Join Boyish on a musical adventure that’s as heart-wrenching as it is heart-warming; as cool as it is heated; as painful as it is euphoric. Experience the full record via our below stream, and peek inside Boyish’s We’re all gonna die, but here’s my contribution EP with Atwood Magazine as India Shore and Claire Altendahl go track-by-track through the music and lyrics of their new release!
‘We’re all gonna die, but here’s my contribution’ – Boyish
:: Inside We’re all gonna die, but here’s my contribution ::
“Superstar” is written about having an undying love for a celebrity. It is about the intensity of loving someone you’ll never meet and someone who doesn’t even know you exist. Musically it was inspired by “Bags” by Clairo and “Disappear” by Beabadoobee.
“whatshisname” is a cross between the War On Drugs and “Dancing in the Dark” by Bruce Springsteen. This song was written as a stream of consciousness about working a job you hate and missing someone who used to be in your life. Musically we were inspired by Girl in Red’s production.
“Your Best Friend”
“Your Best Friend” is about a long distance relationship and leaving someone you love at the airport. It’s about being hidden in a gay relationship and struggling between understanding why someone is scared to show you and wanting to be seen. Phoebe Bridgers was a major influence for this track.

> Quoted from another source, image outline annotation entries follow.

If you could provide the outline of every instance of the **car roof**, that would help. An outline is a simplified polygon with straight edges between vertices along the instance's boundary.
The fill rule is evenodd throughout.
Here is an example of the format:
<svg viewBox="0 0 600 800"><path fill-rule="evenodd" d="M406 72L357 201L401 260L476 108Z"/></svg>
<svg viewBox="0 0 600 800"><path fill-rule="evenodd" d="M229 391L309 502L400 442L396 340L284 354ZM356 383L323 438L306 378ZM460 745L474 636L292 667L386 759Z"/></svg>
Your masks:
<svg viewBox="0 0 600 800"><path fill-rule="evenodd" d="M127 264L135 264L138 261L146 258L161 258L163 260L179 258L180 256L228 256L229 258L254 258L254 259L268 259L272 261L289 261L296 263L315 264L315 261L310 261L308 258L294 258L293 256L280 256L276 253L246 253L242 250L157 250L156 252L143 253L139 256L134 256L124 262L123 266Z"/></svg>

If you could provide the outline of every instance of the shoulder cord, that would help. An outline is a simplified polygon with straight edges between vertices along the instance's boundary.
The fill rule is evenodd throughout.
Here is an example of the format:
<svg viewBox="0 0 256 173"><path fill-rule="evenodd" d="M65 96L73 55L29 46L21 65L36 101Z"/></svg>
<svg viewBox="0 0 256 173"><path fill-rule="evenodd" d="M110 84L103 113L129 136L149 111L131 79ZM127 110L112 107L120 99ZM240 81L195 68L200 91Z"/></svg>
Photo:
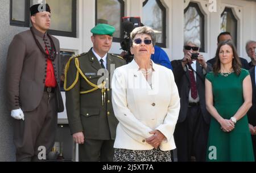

“Howls” was written about the film Howl’s Moving Castle. This was one of the first songs we wrote during quarantine and found inspiration in movies because there wasn’t much happening in our lives at the time, a lot of our emotions came from other places. We wanted it to feel sonically like we were in the meadow with Howl as he eats a fallen star. It’s floaty and swirly yet rooted in something dark.